Publié en 2018, le programme en 12 épisodes se voulait une plongée au cœur de l’État islamique (EI) avec, comme principal point d’entrée, un Canadien qui affirmait avoir rejoint l’organisation en 2016. Celui qui se faisait appeler Abu Huzayfah, de son nom de guerre, racontait avoir notamment procédé à deux exécutions lors de son passage dans les rangs de l’organisation islamiste.

Le podcast a été un succès d’audience, récompensé par plusieurs prix prestigieux, notamment le Peabody Award. Mais en septembre, Abu Huzayfah, dont le vrai nom est Shehroze Chaudhry, a été interpellé par la police canadienne et inculpé de «fausse activité terroriste».

«Cela a fait naître l’éventualité que nous avions peut-être été trompés», a expliqué le directeur de la rédaction du «New York Times», Dean Baquet, dans une interview publiée vendredi.

Podcast pas retiré

Le quotidien a ensuite mené sa propre enquête interne et «n’a pu trouver de preuve à même d’accréditer son récit», a expliqué le dirigeant. «Tout cela m’a fait penser que nous ne pouvions plus apporter notre crédit à cette histoire», a-t-il poursuivi.

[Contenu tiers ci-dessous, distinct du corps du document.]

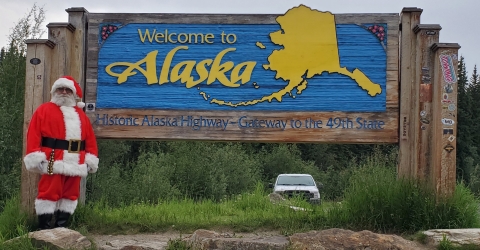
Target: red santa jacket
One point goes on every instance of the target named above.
(64, 123)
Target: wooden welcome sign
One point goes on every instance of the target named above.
(302, 76)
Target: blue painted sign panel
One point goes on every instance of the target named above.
(311, 65)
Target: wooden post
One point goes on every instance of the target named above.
(37, 91)
(62, 35)
(427, 35)
(78, 18)
(444, 117)
(409, 92)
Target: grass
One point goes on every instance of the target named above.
(375, 200)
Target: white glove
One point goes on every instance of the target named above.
(40, 166)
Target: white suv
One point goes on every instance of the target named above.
(289, 185)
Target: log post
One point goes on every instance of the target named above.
(444, 119)
(78, 18)
(409, 92)
(37, 91)
(427, 35)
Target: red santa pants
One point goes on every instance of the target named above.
(55, 187)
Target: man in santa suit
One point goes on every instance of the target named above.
(61, 146)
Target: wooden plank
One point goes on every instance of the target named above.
(62, 35)
(387, 135)
(297, 127)
(34, 96)
(427, 35)
(409, 19)
(78, 18)
(443, 157)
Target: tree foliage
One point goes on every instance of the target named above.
(28, 27)
(12, 88)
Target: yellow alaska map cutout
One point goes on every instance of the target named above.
(309, 39)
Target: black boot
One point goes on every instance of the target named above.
(61, 218)
(45, 221)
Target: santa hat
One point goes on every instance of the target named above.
(69, 82)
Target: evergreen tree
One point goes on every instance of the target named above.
(465, 162)
(12, 98)
(474, 91)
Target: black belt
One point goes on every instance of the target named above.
(73, 146)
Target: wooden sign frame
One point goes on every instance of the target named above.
(243, 125)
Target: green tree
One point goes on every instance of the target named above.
(12, 88)
(465, 145)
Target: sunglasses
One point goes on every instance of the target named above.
(64, 89)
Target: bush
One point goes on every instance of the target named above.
(377, 200)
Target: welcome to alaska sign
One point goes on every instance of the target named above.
(301, 76)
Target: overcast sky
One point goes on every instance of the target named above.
(459, 19)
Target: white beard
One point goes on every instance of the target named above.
(63, 100)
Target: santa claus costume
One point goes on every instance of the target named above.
(61, 145)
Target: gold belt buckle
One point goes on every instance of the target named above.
(70, 145)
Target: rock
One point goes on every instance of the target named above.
(210, 240)
(59, 238)
(340, 239)
(458, 237)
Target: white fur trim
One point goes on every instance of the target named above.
(33, 160)
(66, 205)
(63, 83)
(45, 206)
(92, 162)
(73, 131)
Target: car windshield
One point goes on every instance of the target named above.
(295, 180)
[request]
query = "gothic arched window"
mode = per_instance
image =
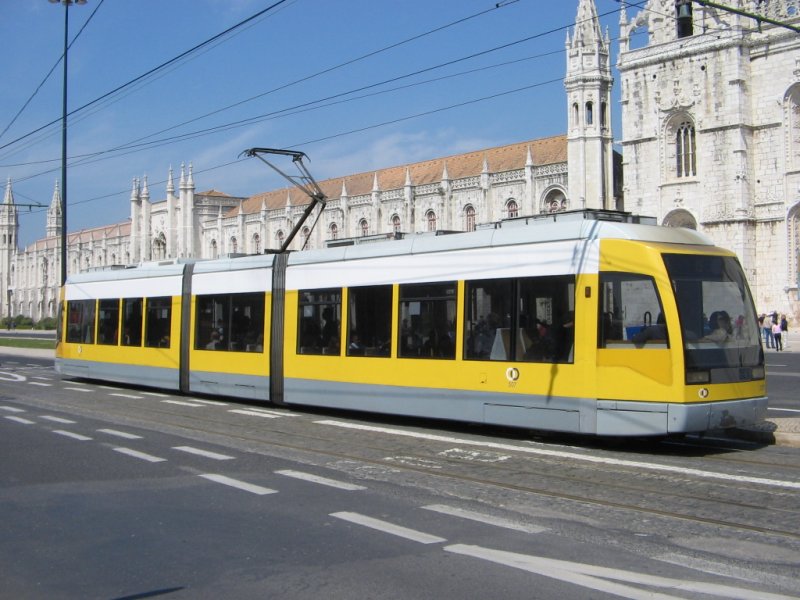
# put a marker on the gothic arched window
(469, 218)
(512, 209)
(430, 217)
(792, 126)
(685, 150)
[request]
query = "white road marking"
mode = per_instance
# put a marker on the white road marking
(205, 453)
(607, 580)
(569, 455)
(182, 403)
(209, 402)
(20, 420)
(6, 376)
(74, 436)
(140, 455)
(390, 528)
(321, 480)
(57, 420)
(253, 413)
(486, 519)
(241, 485)
(122, 434)
(276, 413)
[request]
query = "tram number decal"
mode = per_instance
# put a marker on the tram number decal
(512, 374)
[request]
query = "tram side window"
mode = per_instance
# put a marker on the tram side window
(427, 320)
(80, 321)
(631, 315)
(529, 320)
(369, 319)
(132, 321)
(108, 322)
(487, 315)
(157, 322)
(230, 322)
(319, 322)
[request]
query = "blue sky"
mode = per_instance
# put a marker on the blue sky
(192, 111)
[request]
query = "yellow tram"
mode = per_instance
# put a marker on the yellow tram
(586, 322)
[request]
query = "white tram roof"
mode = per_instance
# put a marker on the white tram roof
(529, 230)
(576, 226)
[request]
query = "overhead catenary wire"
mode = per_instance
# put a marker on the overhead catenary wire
(154, 69)
(50, 72)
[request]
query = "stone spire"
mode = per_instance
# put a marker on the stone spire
(54, 214)
(587, 27)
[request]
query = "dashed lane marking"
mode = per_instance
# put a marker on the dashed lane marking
(485, 519)
(122, 434)
(253, 413)
(74, 436)
(20, 420)
(616, 581)
(58, 419)
(240, 485)
(351, 487)
(209, 402)
(139, 455)
(390, 528)
(182, 403)
(205, 453)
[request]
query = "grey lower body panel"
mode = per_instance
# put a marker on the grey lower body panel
(156, 377)
(249, 387)
(571, 415)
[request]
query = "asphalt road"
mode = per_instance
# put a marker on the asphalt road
(783, 382)
(111, 492)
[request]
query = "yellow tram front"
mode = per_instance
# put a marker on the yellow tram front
(676, 323)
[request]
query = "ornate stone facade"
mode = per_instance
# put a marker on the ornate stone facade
(459, 192)
(711, 133)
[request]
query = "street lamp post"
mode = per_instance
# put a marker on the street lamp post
(66, 4)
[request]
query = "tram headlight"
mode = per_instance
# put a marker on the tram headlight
(698, 377)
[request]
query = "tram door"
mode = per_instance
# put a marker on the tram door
(633, 357)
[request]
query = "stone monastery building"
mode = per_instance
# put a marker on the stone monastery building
(710, 140)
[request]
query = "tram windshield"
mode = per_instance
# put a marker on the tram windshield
(718, 319)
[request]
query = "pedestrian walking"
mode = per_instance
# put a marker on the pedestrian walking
(766, 330)
(776, 335)
(784, 331)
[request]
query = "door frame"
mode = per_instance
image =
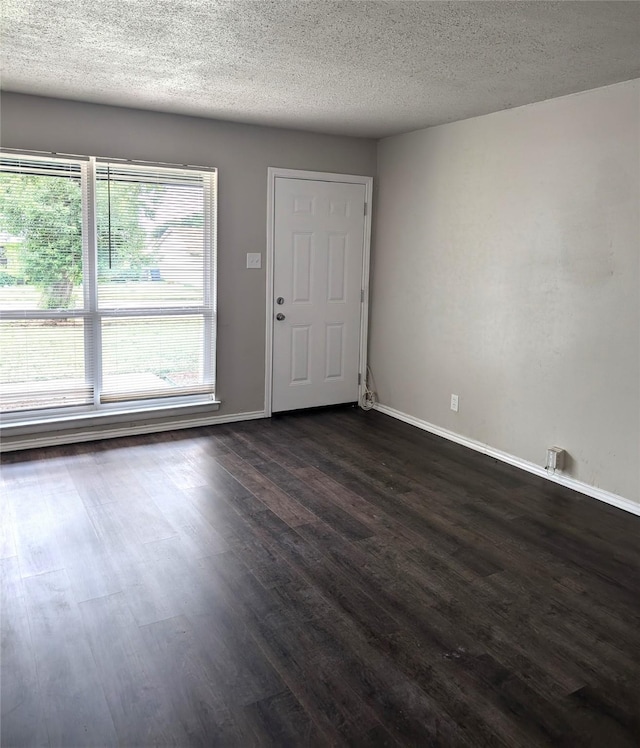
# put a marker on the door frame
(315, 176)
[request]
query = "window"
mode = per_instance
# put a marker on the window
(107, 285)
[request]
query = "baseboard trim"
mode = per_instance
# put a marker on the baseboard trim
(595, 493)
(95, 433)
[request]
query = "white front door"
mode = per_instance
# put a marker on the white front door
(318, 279)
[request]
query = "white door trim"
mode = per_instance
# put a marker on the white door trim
(319, 176)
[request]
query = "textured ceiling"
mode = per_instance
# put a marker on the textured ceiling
(358, 68)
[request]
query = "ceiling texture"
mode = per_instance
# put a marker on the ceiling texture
(350, 67)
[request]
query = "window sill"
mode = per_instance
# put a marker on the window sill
(137, 416)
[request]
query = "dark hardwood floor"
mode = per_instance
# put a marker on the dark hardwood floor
(332, 578)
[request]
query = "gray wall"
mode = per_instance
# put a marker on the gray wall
(506, 270)
(242, 154)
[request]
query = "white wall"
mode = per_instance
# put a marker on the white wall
(506, 270)
(242, 154)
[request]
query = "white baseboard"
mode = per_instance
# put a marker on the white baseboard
(86, 434)
(596, 493)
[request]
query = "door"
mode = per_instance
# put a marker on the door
(319, 232)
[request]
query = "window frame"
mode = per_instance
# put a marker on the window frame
(93, 316)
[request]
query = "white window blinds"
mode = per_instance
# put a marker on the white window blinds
(107, 283)
(43, 328)
(155, 281)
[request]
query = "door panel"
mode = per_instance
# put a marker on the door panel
(318, 256)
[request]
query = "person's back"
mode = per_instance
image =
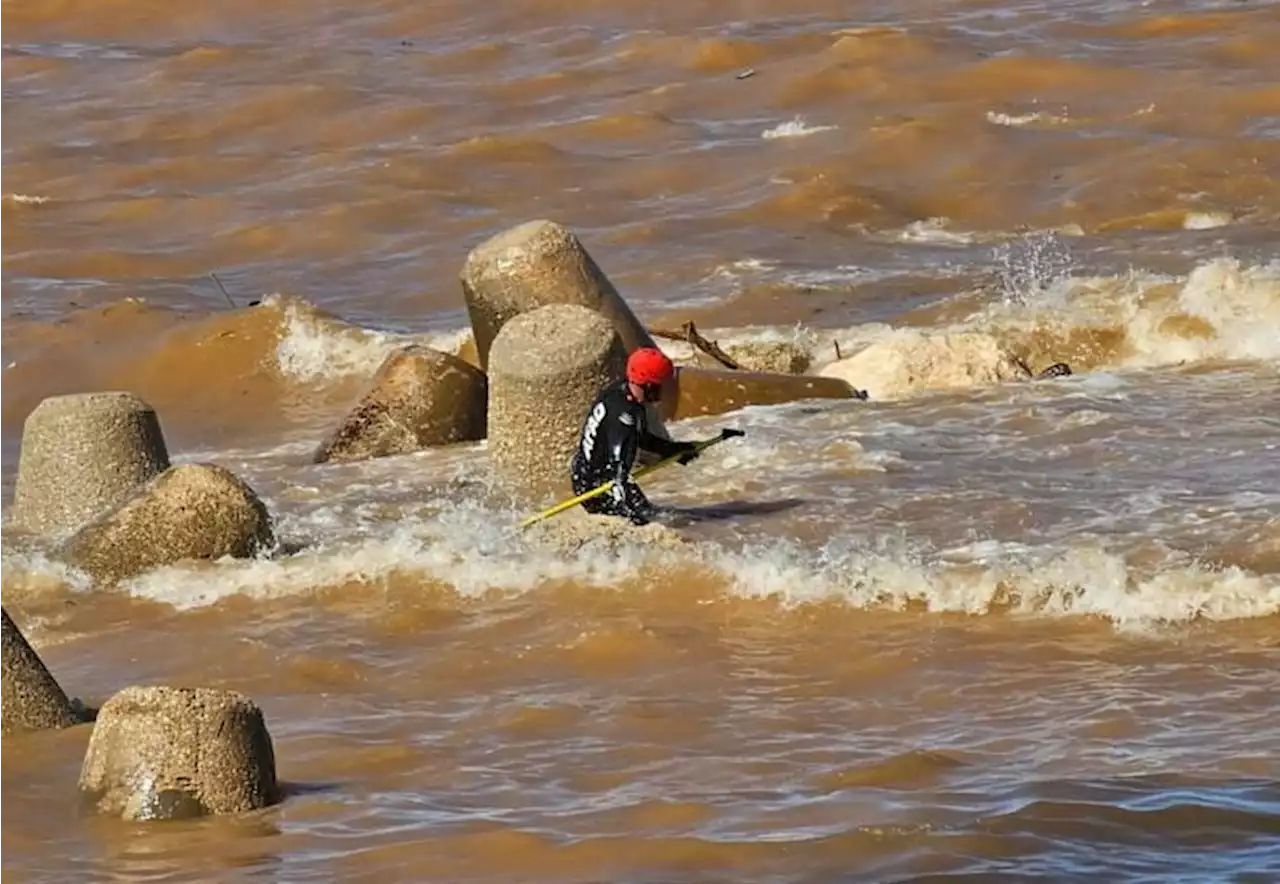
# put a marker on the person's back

Pour autant, le «New York Times» a choisi de ne pas retirer le podcast, mais d’y ajouter des mentions «correctives», afin de donner aux auditeurs le contexte nécessaire.

Un nouvel épisode a également été ajouté à la série, dans lequel Dean Baquet revient en détail sur l’affaire et explique que le «New York Times» s’est rendu coupable, selon lui, d’une «défaillance institutionnelle».

La journaliste à la tête du projet «Caliphate», Rukmini Callimachi, spécialiste des questions terroristes au «New York Times», ne sera pas sanctionnée, a indiqué le directeur de la rédaction. Celle dont la signature n’apparaît plus dans le journal depuis le début de la controverse va, en revanche, changer de rubrique, a-t-il précisé.